[ACTION-499]: Check normalization in XLIFF2 from Yves Savourel on 2013-04-24 (public-multilingualweb-lt@w3.org from April 2013)

From: Yves Savourel <ysavourel@enlaso.com>
Date: Wed, 24 Apr 2013 09:07:42 -0600
To: <public-multilingualweb-lt@w3.org>
Message-ID: <000101ce40fd$783f4900$68bddb00$@com>

I had ACTION-499: Check normalization in XLIFF2 and see whether it relates to ITS2:

In XLIFF 2.0 there are currently three places where Unicode normalization is mentioned:

=== 1) Content Comparison (in the core)

This section discuss how to compare content (for example what are considered the 'same' content).
Unicode normalization is part of the more general normalization described here:

This specification defines two types of content equality:
• Equality type A: Two contents are equals if their normalized forms are equal.
• Equality type B: Two contents are equals if, in their normalized forms and with all inline code markers
replaced by the value of their equiv attributes, the resulting strings are equal.
A content is normalized when:
• The text nodes are in Unicode Normalized Form C defined in the Unicode Annex #15: Unicode
Normalization Forms [LDML].
• All annotation markers are removed.
• All pairs of <sc> and <ec> elements that can be converted into a <pc> element, are converted.
• All adjacent text nodes are merged into a single text node.
• For all the text nodes with the white space property set to default, all adjacent white spaces are
collapsed into a single space.

=== 2) Size Restriction Module

This module provides ways to encode size restrictions.
It has a <normalization> element with two attributes describing how to normalize the content to process:

- general: This attribute specifies the normalization to apply for general size restrictions. The only normalization forms C and D as specified by the Unicode Consortium are supported, see Unicode Standard Annex #15
#15 [http://unicode.org/reports/tr15/].

- storage: This attribute specifies the normalization to apply for storage size restrictions. The only normalization forms C and D as specified by the Unicode Consortium are supported, see Unicode Standard Annex #15

Both attributes can have the following values:

none = No additional normalization should be done, content should be used as represented in the document. It is possible that other agents have already done some type of normalization when modifying content. This means that this setting could give different results depending on what agent(s) are used to preform a specific action on the document.

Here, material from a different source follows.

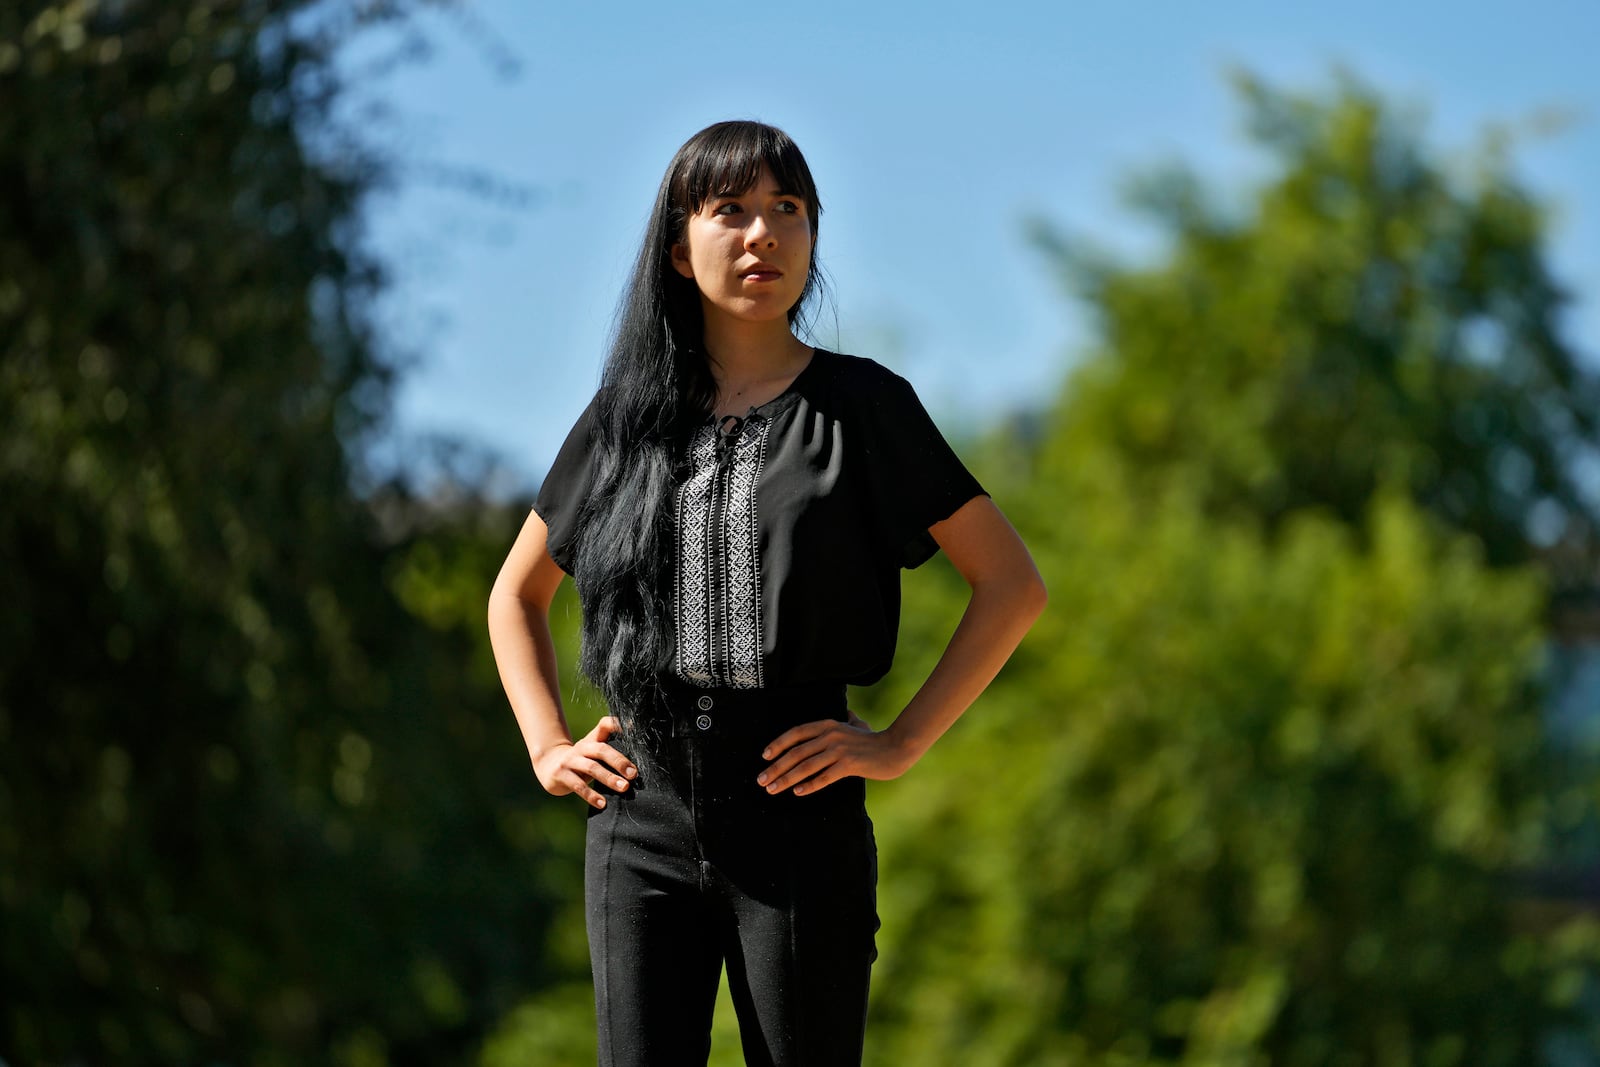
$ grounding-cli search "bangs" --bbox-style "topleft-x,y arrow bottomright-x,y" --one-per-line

nfc = Normalization Form C should be used

nfd = Normalization Form D should be used

both attributes have the default value 'none'.

=== 3) Validation Module

This module provides rules to perform various types of verification on the content.
The <rule> element has an optional normalization attribute:

- normalization specifies the normalization type to apply when validating a rule. Only the normalization forms C and D as specified by the Unicode Consortium are supported, see Unicode Standard Annex #15.

The values are:

none = No normalization should be done.

nfc = Normalization Form C must be used.

nfd = Normalization Form D must be used.

=== Relation to ITS2

I'm not familiar enough with normalization forms to know if the ITS recommendation to use a Normalizing Transcoder would have an effect on the possible requirement of XLIFF tools to convert to NFD. That's the only point that I've seen as a potential issue.

-ys

Received on Wednesday, 24 April 2013 15:08:16 UTC